Compiling GNOME on FreeBSD.. damn it is taking long...


----------



## azzu (Feb 20, 2010)

man this prince(hindi) songs are cool


----------



## rhitwick (Feb 20, 2010)

Today (or night) most probably the last time I'm browsing from my PC for this week.

MY PSU is dying, taking to doctor tomorrow. Pray for him. :sob:


----------



## vamsi_krishna (Feb 20, 2010)

^ LOL, today is the lastday in the week


----------



## rhitwick (Feb 20, 2010)

abe next week...
it starts from today morning...means, I take it out of my cabby.


----------



## vamsi_krishna (Feb 20, 2010)

Got it.

BTW, what is the problem?


----------



## Anorion (Mar 24, 2010)

bumping thread. it's that time of the month again, and the entire digit team is hard at work right now.


----------



## MetalheadGautham (Mar 24, 2010)

Phew. Just finished a thirty page report and got it mailed. Time to sleep now. Dunno why but I seem to work better at night...


----------



## Kl@w-24 (Mar 24, 2010)

Sleepless night... *sigh*


----------



## Liverpool_fan (Mar 24, 2010)

Sigh I get ill these days when I stay up late :/ Can't even watch European games


----------



## harryneopotter (Mar 24, 2010)

its 5 o clock in the evening here  ! Time zones u see !


----------



## Kl@w-24 (Apr 5, 2010)

Can't get myself to sleep....


----------



## Faun (May 7, 2010)

I is in heaven now  Home sweet home. Away from the corporate world.


----------



## Psychosocial (Jun 3, 2010)

BUMP.

Where are all teh insomaniacs ?


----------



## celldweller1591 (Jun 3, 2010)

i am right here as always but didnt saw this special thread for late night freaks


----------



## Faun (Jun 5, 2010)

wtf is wrong with me ? Lol...180+ ml and still nothing happened 
Anyway its a fine night and i dont feel like sleeping. Enjoyinf music and calmness.


----------



## rhitwick (Jun 5, 2010)

@Kanjar, u r getting immune to 180mls, get ore than that, get a 750 

Stuck to "House MD", season 3 to be end today


----------



## celldweller1591 (Jun 6, 2010)

Knock Knock ^^


----------



## Faun (Jun 6, 2010)

hurr durr.....?.?....?.?.


----------



## vamsi_krishna (Jun 6, 2010)

^ and what was that?

@rhitwick, good days are ending then. Season 4 is a complete average show. But dunn worry... it will pickup towards the ending and season 5 will be like back in track.
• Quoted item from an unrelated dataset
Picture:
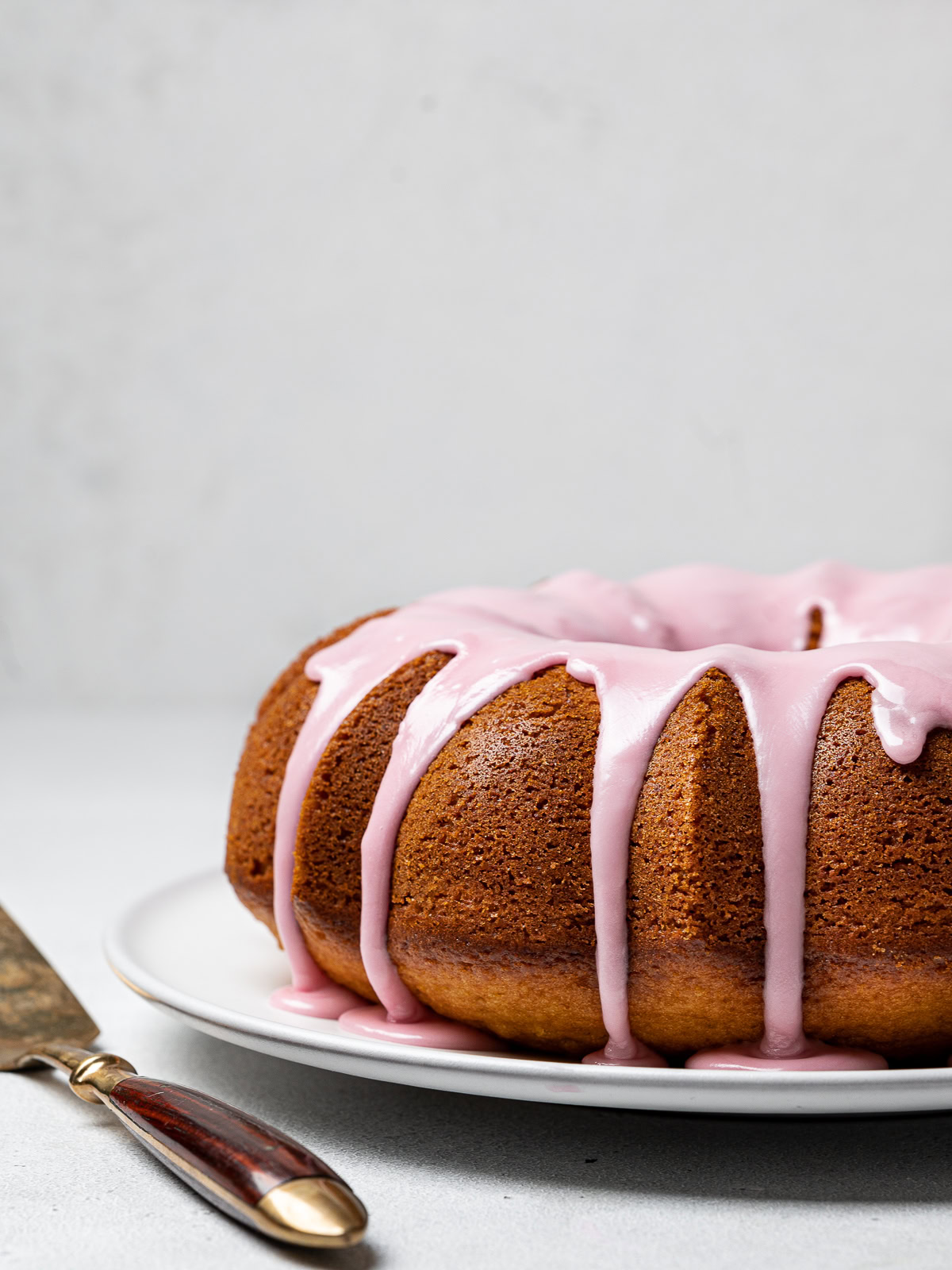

BTW, watching Smallville Season 7, Episode 14.


----------



## ico (Jul 5, 2010)

bumpty bumpty bump!


----------



## MetalheadGautham (Jul 5, 2010)

Bum Bama Bum Bam....
Download Nite !!!
Just need to wake up at 7:30 AM so that I can turn off my laptop at 8 AM and attend the driving classes at 8:30...
I seriously wish I saved up money faster... can't wait to get an external HDD to store all the GB's of awesomeness I've been collecting... sick of burning DVD's.


----------



## MetalheadGautham (Jul 8, 2010)

What's this ? Nobody awake this night ? This thread needs some LIFE people...


----------



## thewisecrab (Jul 8, 2010)

I was awake all night, and still am now. Will this post count?


----------



## hellknight (Jul 20, 2010)

Reporting..


----------



## max_demon (Jul 24, 2010)

Reporting ...  lol


----------



## pimpom (Jul 26, 2010)

I seldom have time to visit TDF these days. One project after another keeping me busy day and night for the past 10 months. I suppose that's a good thing.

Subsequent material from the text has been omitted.